Beginners guide to balance your data across Apache kafka partitions

Abstract

  • number of partitions depends on how data is consumed
  • find the key allowing highest cardinality and most critical ordering
  • keep in mind data distribution over time
  • observe and monitor
  • be ready for the change

Partitioning:

  • a mechanism to ditribute the topic data across multiple brokers
  • a way to parallelize the production and consumption of the messages
  • the key to scale the system horizontally

Distributed systems are complex:

  • durable messaging
  • concurrent distributed transaction
  • HA, scaling, security

Measuring performance:

  • throughput: nb of messages that goes through the system in a given amount of time
    • how many people fit into a bus
  • latency: overall time it takes to process each message
    • total time for a traveler to complete the journey
  • lag: delta between the last produced message and the last consumer’s committed message
    • how far is the farthest passenger behind the front of the arriving group

How many partitions do you need?

Having too few partitions:

  • low throughput
  • increase in lag
  • puts limit on the upper nb of consumers - leads to struggling consumers

Too many partitions:

  • backups, upgrades, other admin operations require more effort

  • more potential consumer rebalances

  • producers are slower at batching and distributing data, compression is less effective, etc

Start with the end in mind.

Default partitioners

With the hash based partitioner, if you are changing the number of partitions, order of records may be compromised, because the hash(key) % nb of partitions formula may not send the record to the partition prior of the partition nb change.

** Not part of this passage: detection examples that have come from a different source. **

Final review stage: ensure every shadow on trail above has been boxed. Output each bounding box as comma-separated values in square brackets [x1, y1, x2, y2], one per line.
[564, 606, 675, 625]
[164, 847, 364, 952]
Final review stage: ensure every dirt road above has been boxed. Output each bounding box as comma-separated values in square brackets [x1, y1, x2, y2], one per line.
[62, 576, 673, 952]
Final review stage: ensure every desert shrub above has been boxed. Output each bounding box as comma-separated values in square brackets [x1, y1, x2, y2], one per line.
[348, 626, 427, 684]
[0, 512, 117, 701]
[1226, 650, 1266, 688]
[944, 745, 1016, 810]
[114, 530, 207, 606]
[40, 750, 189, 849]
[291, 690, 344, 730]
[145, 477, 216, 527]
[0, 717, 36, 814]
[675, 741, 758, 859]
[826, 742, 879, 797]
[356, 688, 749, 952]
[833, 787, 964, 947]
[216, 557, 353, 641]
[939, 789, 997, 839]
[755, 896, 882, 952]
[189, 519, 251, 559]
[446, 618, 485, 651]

Sticky partitioning may increase ~50% in performance.

  • linger.ms (default is 0ms)
  • batch.size (default is ~16MB)

Unbalanced partitions

How to avoid?

  • find the highest cardinality, with most critical ordering

Data is not produced evenly over time, so we can tweak the linger.ms and batch.size settings.

Stick partitioner problem, how to solve:

  • kafka >= 3.3
    • partitioner.adaptive.partitionng.enable=true
    • partitioner.availability.timeout.ms > 0
  • kafka < 3.3
    • increase linger.ms
    • rebalance partitions on a regular basis

Fetch size is too low on a consumer side.

Measure and monitoring

  • consumer lag
  • under replicated partition
  • fetch-latency-avg and fetch-latency-max

Many hot partitions

  • create a new topic and move the data
  • useful for
    • rebalancing records across partitions
    • disaster recovery
    • scaling up and down
    • changing schema